Mütevelli heyeti daimi üyeleri, kendi aralarından 5 yıllığına başkan seçecek.
Vakıf mütevelli heyeti üyeleri, en az 4 yıllık fakülte mezunlarından seçilecek, 72 yaşın bitimine kadar görev alabilecek.
Türkiye Maarif Vakfı, yıl içinde elde ettiği brüt gelirin en fazla üçte birini mali, idari, hukuki ve bunlara yardımcı işlerde çalışan personel, yönetim ve idame masrafları ile ihtiyatlara, kalan üçte ikisini ise vakfın amaçlarını gerçekleştirmek için çalışan personele ve mal varlığını artıracak yatırımlara ayıracak.
Türkiye Maarif Vakfı’nın organlarında görev alanlar, Pasaport Kanunu’nun ilgili madde kapsamındaki Türkiye Cumhuriyeti dış temsilcilikler nezdindeki müşavirlere tanınan haklardan yararlanacak.
Vakıf, yurt içi ve yurt dışında iktisadi işletme veya sermaye şirketi kurabilecek, devralabilecek ve ortak olabilecek.
Bundan sonra bağışlar vakfa
Vakfın gelirleri, ulusal ve uluslararası fonlardan aktarılan hibeler de dahil olmak üzere her türlü şartlı, şartsız bağışlar, yardımlar, yurt içi ve yurt dışı her türlü ürün, hizmet, menkul, gayrimenkul, irat ve vasiyet bağışları, ayni ve nakdi yardımlar, vakıf faaliyetlerinden elde edilen muhtelif gelirler, iktisadi işletmeler, iştirakler ve ortaklıklardan sağlanan gelirler, vakıf taşınır ve taşınmaz varlıkları ile diğer haklarının değerlendirilmesiyle sağlanan gelirler, Bakanlar Kurulu kararıyla genel bütçeden ve ilgili kamu kurum ve kuruluşlarından aktarılacak tutarlardan oluşacak.

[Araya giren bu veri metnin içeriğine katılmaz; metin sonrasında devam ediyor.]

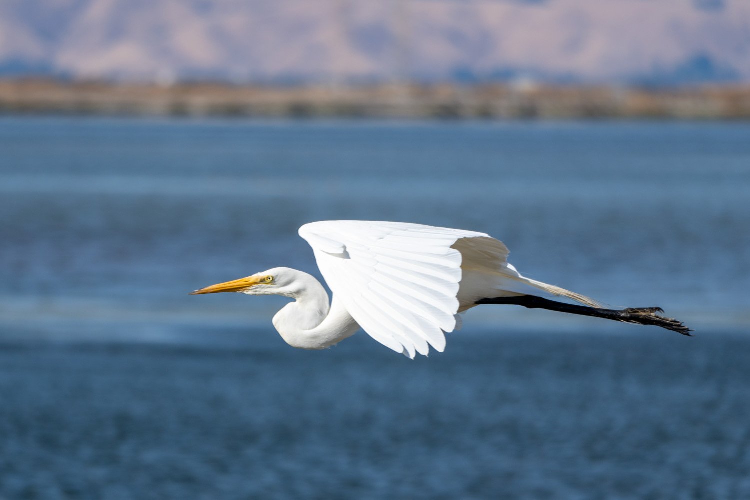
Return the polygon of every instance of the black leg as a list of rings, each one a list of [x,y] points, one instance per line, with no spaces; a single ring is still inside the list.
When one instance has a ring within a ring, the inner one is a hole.
[[[637,325],[652,325],[676,331],[682,335],[692,337],[690,328],[682,325],[682,322],[672,318],[659,316],[657,313],[664,313],[659,307],[632,307],[616,310],[614,309],[597,309],[563,302],[548,301],[541,297],[533,295],[521,295],[520,297],[498,297],[496,298],[483,298],[476,302],[482,304],[501,304],[516,306],[524,306],[530,309],[547,309],[550,311],[580,314],[583,316],[604,318],[613,321],[621,321],[626,323]]]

Türkiye Maarif Vakfı, kurumlar, veraset ve intikal, damga ve emlak vergileri ile harçlardan muaf olacak.
Bakanlar Kurulunca vergi muafiyeti tanınan vakıflara diğer kanunlarla tanınan vergi, resim ve harç istisnalarından yararlanacak olan Türkiye Maarif Vakfı’na yapılacak bağış ve yardımlar gelir ve kurumlar vergisi matrahından indirilecek.
Denetlenemeyecek
Vakıf devletin denetlemesinden tamamen bağımsız bir şekilde hareket edebilecek haklara sahip olacak gibi görünüyor. Hem devletin bütün olanaklarından yararlanacak, hem de devlete karşı hiçbir sorumluluğa sahip olmayacak. İstediği gibi hepimizce malum amaçları doğrultusunda faaliyetlerini yürütebilecek.